Finally, a real adventure after a long summer of working.

This last weekend was a long awaited opportunity for a real adventure. Fishing and short hikes aside, I got to take a friend on a significant jeep ride.

My friend Allen and I spent an afternoon driving up near the ghost town of Hancock, CO. It had been more than five years since I last driven the road. It was one of my favorite places, but not so much now. Years ago the mine building was in decent shape, but now it has fallen in on itself due to snow. Along with two other old mining structures, it lost its top half. All three had lost their top halves.

Here is Allen with the ore dump building in the background.

Here is the same building from years back, the same view.

Here is a top view of the same building with the upper story.

We also stopped by the Mary Murphy Mine. It had been the same amount of time since I had been there. The other two buildings I mentioned were these below.

I neglected to take updated pics of them, but the first building no longer has these doors. These pics are of it front and back. In fact the whole section of the front had imploded inside itself from the weight of snow. Completely gone, just a tangle of wood and the under-structure.

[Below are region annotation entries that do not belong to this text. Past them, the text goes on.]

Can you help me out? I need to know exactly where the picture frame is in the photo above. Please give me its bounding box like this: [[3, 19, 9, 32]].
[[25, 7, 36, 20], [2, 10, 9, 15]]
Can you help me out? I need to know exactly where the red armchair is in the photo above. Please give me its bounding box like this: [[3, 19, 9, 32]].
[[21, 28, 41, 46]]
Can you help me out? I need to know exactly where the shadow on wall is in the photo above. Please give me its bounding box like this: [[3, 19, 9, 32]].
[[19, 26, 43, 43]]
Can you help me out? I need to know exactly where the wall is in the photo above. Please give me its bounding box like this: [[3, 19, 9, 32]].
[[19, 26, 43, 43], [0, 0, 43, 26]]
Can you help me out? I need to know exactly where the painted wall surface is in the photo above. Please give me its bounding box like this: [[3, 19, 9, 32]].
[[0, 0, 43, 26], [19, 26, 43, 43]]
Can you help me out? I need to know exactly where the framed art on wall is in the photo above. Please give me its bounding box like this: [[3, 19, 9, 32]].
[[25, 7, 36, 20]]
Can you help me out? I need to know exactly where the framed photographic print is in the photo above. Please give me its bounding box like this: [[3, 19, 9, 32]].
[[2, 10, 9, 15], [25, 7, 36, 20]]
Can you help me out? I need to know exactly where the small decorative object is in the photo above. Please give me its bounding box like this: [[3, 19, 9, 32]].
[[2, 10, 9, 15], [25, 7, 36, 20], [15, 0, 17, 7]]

This next building lost its third story entirely, but the rest seemed unchanged. Its the part with the cable stretching from the doorway. All gone. Another difference I noticed was the missing tailing pile. It seems that someone came in and did A full reclaimation on it. The yellow rocks in the foreground and background are gone. They did some serious digging because it was a four story tall dump.

Allen and I continued our drive by going up an extremely rugged jeep trail. Our destination was to go fishing in Pomeroy Lake, unfortunately the weather had other plans. The drive proved to be really rough. I banged my from axle on a big outcropping the trail went over. The jeep now has a superficial scar.

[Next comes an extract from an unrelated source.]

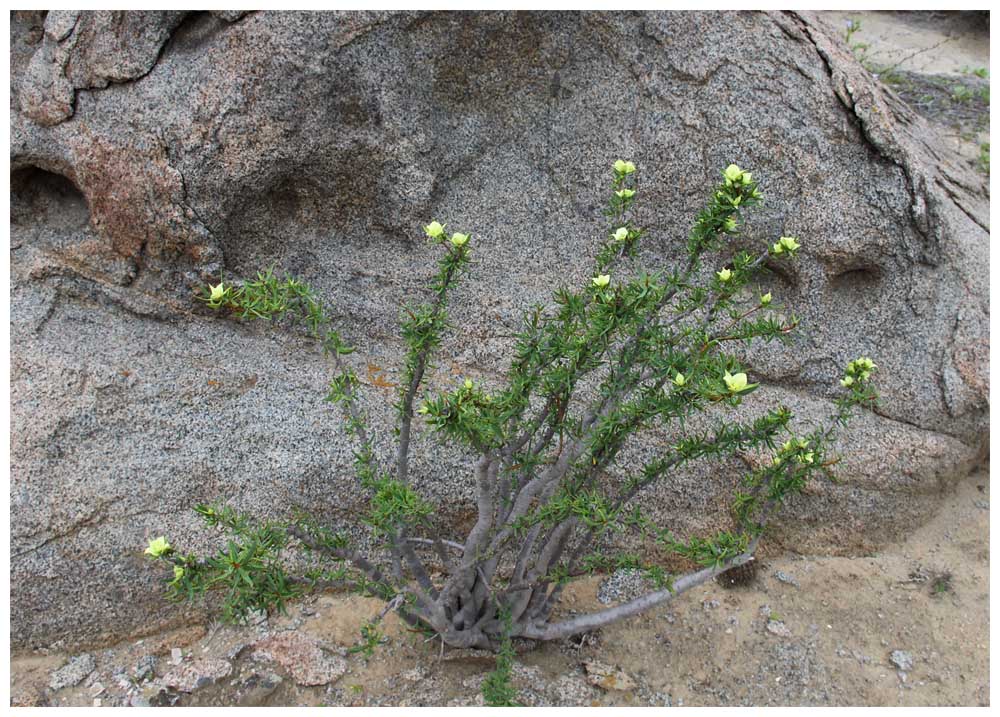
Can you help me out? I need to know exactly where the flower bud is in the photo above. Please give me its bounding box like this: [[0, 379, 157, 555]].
[[722, 371, 747, 393], [144, 535, 173, 558], [424, 222, 444, 239], [722, 164, 743, 185], [614, 159, 635, 174]]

We were in the vicinity of 12000 feet above sea level. The clouds produced a wee bit of hail and some sprinkles, but no lightning. This trip I did something I had never done before. We walked a couple hundred yards east of the park-spot where I hoped we would have a view of Grizzly Lake. It turned out great.

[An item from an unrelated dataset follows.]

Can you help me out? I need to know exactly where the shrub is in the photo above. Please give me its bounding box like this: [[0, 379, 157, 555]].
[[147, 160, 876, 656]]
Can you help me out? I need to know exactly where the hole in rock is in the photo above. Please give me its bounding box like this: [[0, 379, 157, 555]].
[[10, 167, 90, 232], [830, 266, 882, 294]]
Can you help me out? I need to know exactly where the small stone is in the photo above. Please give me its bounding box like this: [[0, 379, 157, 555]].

Years back I took my jeep up the trail to Grizzly where I broke a control arm bolt and fished.

I took a further walk to the south to see what the top of Grizzly Lake valley looked like. Allen was the first to notice the amount of dead trees as we drove by Hancock earlier. Maybe a fourth of the trees were dead. In this pic it looks like half of the trees are dead, all from beetle kill. I think we will see some serious tree loss over the next decade.

This next view shows where we came from. The bottom of the V the foreground makes is the bottom where Chalk Creek runs and the original road starts.

We ate lunch then headed back down. On the way I chanced a trail that led to the upper levels of the Mary Murphy. I chickened out after it looked like the trail ahead might not be wide enough for the jeep. If we had the time I would have parked to walk ahead and scout the trail. I ended up backing down a quarter mile of trail. Good thing though. I realized we were driving along a couple of hundred feet of raspberry bushes.

We stopped and had a snack of near ripened berries. They were good and I ate a few mouth fulls.



Some other activities I had a chance to do this last month include canoe fishing with Allen while using a tire iron for an anchor. Allen didn’t have an anchor so I improvised one. I also got to spend some time on Saturdays volunteering at the 51:10 mentor ranch.

You can’t see him, but my youth was sitting on the hay bales painting his side of a horse named Buddy. Before painting we scooped a huge pile of horse poo.

After two canceled camp-outs this summer, my next adventure will be camping at Black Canyon of Gunnison.